If the ruby source is set to create IDs up to 10 Trillion, wouldn't 60 Quadrillion be too much? 60,780,000,000,000,037

You're misreading that. Each shard gets up to 10 trillion IDs. 

That means that the shard ID is multiplied by 10T to avoid conflicts and then the ID is added. If you're in shard 64, you would have 64*10T=640T. The example of Shards in the LTI Variable Substitutions uses 1234, to that would be 1234*10T=12Q 340T

According to Number.MAX_SAFE_INTEGER - JavaScript | MDN , you're safe up to about 9 quadrillion, so 60 quadrillion would experience the problem. The actual maximum safe number is 9,007,199,254,740,991. 

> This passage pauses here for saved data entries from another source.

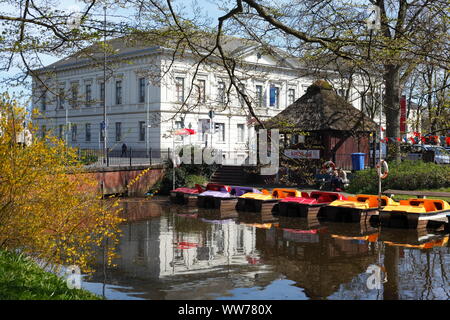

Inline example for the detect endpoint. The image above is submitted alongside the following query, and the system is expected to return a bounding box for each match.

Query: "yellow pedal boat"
[320,194,398,223]
[236,188,302,213]
[379,198,450,229]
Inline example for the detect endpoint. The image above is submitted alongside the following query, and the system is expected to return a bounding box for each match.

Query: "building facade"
[32,38,371,163]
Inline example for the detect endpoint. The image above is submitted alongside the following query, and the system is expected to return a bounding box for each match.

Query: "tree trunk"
[384,65,401,162]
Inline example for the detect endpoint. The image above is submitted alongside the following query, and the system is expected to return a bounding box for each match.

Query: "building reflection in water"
[85,200,450,300]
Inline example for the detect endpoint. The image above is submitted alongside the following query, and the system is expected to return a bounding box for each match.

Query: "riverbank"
[0,250,101,300]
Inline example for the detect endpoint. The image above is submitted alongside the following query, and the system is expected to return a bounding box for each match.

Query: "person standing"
[121,143,127,157]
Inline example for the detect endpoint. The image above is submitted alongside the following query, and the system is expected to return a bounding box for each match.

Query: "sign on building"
[285,149,320,159]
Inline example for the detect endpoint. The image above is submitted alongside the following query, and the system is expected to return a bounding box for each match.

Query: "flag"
[174,128,196,136]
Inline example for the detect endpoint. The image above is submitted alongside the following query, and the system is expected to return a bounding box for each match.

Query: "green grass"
[0,250,101,300]
[389,188,450,202]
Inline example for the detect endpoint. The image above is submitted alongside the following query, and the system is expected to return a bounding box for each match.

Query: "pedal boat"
[196,183,232,209]
[320,194,398,223]
[379,198,450,229]
[170,184,204,205]
[211,186,261,211]
[274,191,347,218]
[236,188,302,213]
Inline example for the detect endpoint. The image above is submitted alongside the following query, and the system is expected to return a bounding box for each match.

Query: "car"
[428,146,450,164]
[404,144,450,164]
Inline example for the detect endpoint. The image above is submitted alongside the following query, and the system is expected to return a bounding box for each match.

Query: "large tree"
[1,0,448,158]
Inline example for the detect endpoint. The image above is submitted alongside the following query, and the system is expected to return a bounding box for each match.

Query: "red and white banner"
[400,95,406,133]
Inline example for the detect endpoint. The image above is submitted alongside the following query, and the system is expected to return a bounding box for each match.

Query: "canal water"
[82,198,450,300]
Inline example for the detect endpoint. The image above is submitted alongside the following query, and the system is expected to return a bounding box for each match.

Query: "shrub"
[154,146,219,195]
[185,174,208,188]
[347,160,450,194]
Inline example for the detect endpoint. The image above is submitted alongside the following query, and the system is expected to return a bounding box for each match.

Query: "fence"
[78,148,375,170]
[79,148,172,167]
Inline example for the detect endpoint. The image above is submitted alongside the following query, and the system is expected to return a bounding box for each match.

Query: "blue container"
[351,153,366,171]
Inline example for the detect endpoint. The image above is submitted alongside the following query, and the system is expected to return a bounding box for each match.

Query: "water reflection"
[83,199,450,300]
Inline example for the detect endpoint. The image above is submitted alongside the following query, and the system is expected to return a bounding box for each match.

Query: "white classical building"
[32,37,370,162]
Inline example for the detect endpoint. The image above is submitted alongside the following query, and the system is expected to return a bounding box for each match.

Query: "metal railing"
[79,149,376,170]
[79,148,172,167]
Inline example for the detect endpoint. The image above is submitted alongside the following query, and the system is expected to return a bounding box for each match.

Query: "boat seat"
[356,195,388,208]
[400,199,448,212]
[272,189,299,199]
[310,191,343,203]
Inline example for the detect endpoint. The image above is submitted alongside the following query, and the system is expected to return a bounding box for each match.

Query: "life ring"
[377,160,389,179]
[322,161,336,172]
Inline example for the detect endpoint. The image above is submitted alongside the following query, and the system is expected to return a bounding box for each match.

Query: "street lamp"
[102,5,108,164]
[146,77,151,157]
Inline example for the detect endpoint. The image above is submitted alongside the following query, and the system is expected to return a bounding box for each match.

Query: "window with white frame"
[197,79,206,103]
[139,78,146,103]
[198,119,210,142]
[71,124,77,141]
[237,124,245,142]
[255,85,263,107]
[85,123,91,142]
[238,83,245,105]
[175,77,185,102]
[288,88,295,105]
[100,123,105,141]
[217,81,226,103]
[115,80,122,105]
[269,85,280,108]
[85,84,92,107]
[58,124,64,139]
[100,82,105,104]
[58,87,65,109]
[115,122,122,141]
[215,122,225,142]
[40,89,46,111]
[175,120,183,141]
[71,84,79,108]
[139,121,145,141]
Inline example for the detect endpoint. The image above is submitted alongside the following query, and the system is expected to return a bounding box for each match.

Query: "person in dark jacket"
[121,143,127,157]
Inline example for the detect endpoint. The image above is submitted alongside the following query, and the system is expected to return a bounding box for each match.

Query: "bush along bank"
[152,146,220,195]
[0,250,101,300]
[347,160,450,195]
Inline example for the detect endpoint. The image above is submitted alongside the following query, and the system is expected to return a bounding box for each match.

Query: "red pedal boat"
[274,191,347,218]
[170,184,204,205]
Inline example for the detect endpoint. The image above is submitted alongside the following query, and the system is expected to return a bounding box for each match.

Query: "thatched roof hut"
[264,80,378,169]
[265,80,377,133]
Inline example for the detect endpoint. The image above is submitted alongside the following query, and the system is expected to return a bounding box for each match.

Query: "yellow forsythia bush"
[0,95,124,273]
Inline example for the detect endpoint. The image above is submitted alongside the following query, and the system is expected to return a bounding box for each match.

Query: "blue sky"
[0,0,224,105]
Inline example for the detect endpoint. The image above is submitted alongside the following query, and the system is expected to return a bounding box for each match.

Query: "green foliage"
[347,160,450,194]
[0,250,101,300]
[78,151,98,165]
[154,146,219,194]
[185,174,208,188]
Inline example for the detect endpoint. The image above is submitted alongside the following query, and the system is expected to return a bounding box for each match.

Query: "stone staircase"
[209,165,249,186]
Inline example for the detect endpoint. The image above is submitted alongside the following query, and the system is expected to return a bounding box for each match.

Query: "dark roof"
[39,32,302,72]
[265,81,377,132]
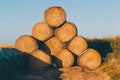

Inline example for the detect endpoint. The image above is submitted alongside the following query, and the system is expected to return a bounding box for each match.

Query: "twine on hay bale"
[55,22,77,42]
[44,6,66,27]
[68,36,88,56]
[45,37,65,56]
[53,49,74,68]
[32,22,53,41]
[29,50,52,69]
[15,35,38,54]
[77,48,102,69]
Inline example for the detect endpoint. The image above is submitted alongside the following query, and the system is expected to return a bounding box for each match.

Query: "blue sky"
[0,0,120,43]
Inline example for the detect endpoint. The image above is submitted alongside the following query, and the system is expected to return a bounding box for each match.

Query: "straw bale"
[45,37,65,56]
[32,22,53,41]
[44,6,66,27]
[53,49,74,68]
[77,49,101,69]
[55,22,77,42]
[15,35,38,54]
[68,36,87,56]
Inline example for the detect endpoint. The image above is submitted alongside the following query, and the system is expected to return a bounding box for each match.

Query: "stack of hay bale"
[15,6,101,70]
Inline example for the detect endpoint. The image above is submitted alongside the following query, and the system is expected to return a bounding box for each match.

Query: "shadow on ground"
[13,40,63,80]
[0,41,63,80]
[13,55,63,80]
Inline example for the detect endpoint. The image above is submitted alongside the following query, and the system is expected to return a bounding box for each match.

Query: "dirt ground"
[14,66,111,80]
[0,44,111,80]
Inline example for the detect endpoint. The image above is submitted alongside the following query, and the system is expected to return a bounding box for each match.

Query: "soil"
[14,66,111,80]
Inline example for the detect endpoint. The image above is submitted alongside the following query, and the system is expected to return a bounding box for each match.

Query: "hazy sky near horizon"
[0,0,120,43]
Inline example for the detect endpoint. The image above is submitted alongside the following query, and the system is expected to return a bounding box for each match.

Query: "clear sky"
[0,0,120,44]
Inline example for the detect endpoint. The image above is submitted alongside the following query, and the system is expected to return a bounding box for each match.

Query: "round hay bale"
[29,50,52,69]
[77,49,102,69]
[68,36,88,56]
[55,22,77,42]
[53,49,74,68]
[45,37,65,56]
[44,6,66,27]
[15,35,38,54]
[32,22,53,41]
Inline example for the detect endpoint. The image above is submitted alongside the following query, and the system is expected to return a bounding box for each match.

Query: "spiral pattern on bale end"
[68,36,88,56]
[44,6,66,27]
[55,22,77,42]
[15,35,38,54]
[77,49,102,69]
[45,37,65,56]
[32,22,53,41]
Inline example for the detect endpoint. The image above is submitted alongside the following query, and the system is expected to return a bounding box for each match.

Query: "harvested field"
[14,66,111,80]
[45,37,65,56]
[0,44,15,48]
[68,36,88,56]
[0,5,119,80]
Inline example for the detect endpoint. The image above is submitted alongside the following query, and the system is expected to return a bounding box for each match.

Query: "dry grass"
[0,44,15,48]
[87,35,120,80]
[14,66,111,80]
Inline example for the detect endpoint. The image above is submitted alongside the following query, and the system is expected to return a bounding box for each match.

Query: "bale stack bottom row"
[15,6,102,69]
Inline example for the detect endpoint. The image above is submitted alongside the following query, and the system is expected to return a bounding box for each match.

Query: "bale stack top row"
[15,6,101,69]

Basically, a Canvas ID is a string made up of digits instead of letters. If your system can't handle it as a number, then you have to treat it like a string.

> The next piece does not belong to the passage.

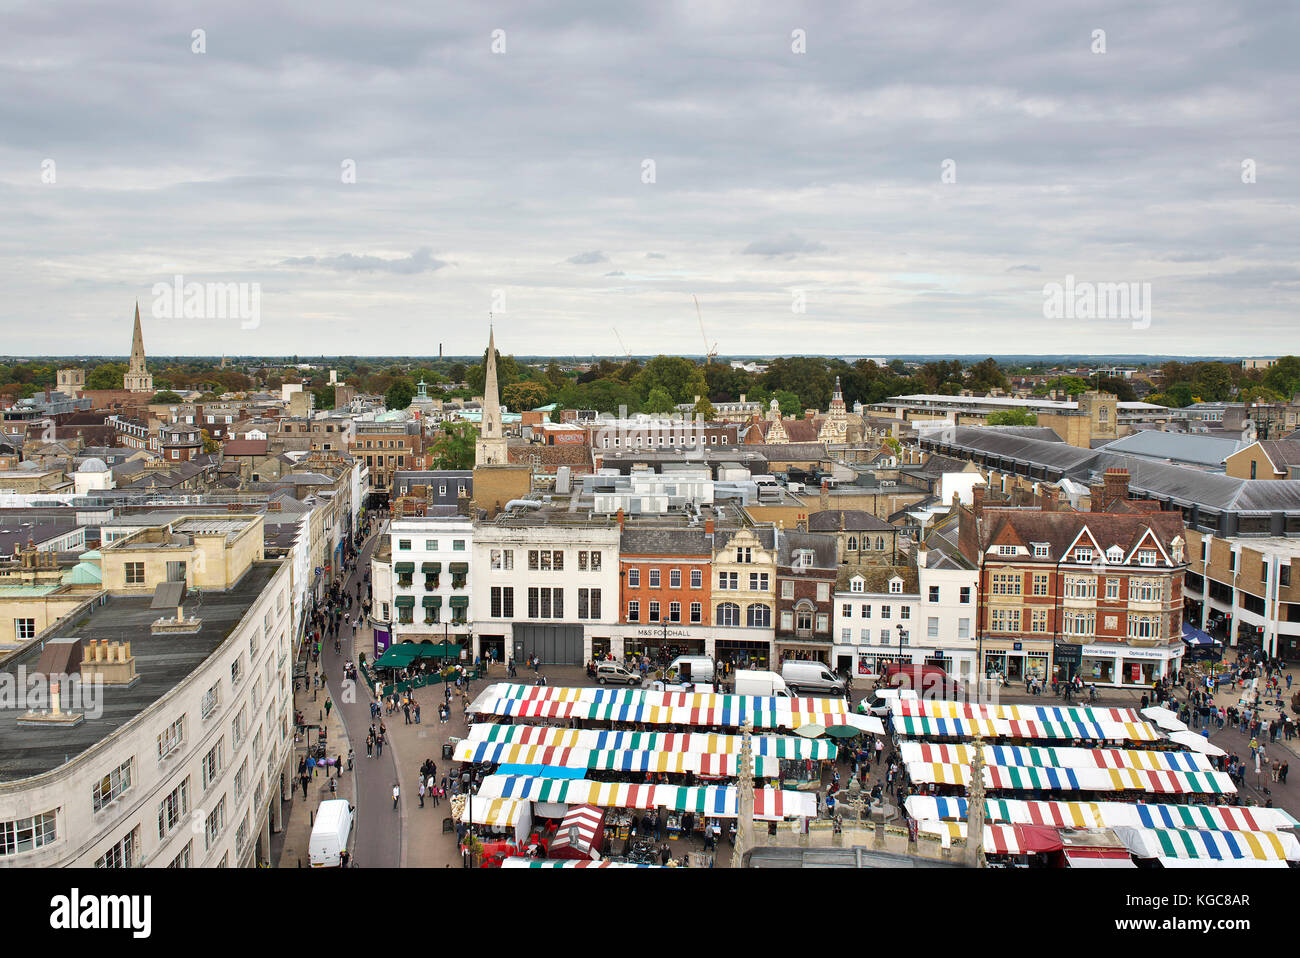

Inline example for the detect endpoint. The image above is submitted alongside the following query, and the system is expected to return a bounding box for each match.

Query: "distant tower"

We're on shard 1 and so all of our long IDs are between 10T <= ID < 20T and they fit without worrying about data loss since they're less than 9 quadrillion. Like you, all of mine come through without the extra padding and the included shard. But you're correct that I should probably watch out more for people in other Shards. It's one of those things that you don't think about because it's not your experience. Experiences drive beliefs and my experience was that all the Canvas IDs are short. Others may have trouble running some of the things I've written because I try to coerce them into numbers because I would rather work with numbers that strings (occupational hazard).

A conversation related to the problems that happened when the length of the keys occurred can be found here: Increased length of surrogate keys .

I hope that's enough explanation -- I've got to go pick up my daughter right now and have to stop writing.

robotcars
Community Champion

 @James ‌,

Thank you for the explanation and the extra link, really appreciated!

I have also been trying to force all IDs to numbers and this definitely creates portability problems.

Do we know if each shard is unique to a Canvas instance/institution or can multiple schools be on Shard 64?

James
Community Champion

I don't know about Shard 64 specifically, but I am about 99.999999% positive that multiple schools can be on the same shard. Otherwise, it would be extremely unlikely that we would be on shard 1 since we didn't come to Canvas until 2012. Our IDs are not sequential, which means that while course ID 1234 might be ours, 1235 might belong to someone else (and Canvas dutifully reports a 401 not authorized error when I try), yet given what Jeff is saying, we might be getting a much longer number if we weren't on shard 1.  It might (perhaps not) be easy for you to verify. Since you're able to use small IDs, what shard are you using? If it's 1 then we know that multiple institutions can share a shard 

Canvas is limited by the size of PostgreSQL's BIGINT to 9,223,372,036,854,775,807 (9 quintillion). That seems safe for a while, but it does limit them to only 922K shards. Maybe they are reserving the leading digits before the shard number for something else down the line?

What I can't answer right now is if each school is limited to a single shard.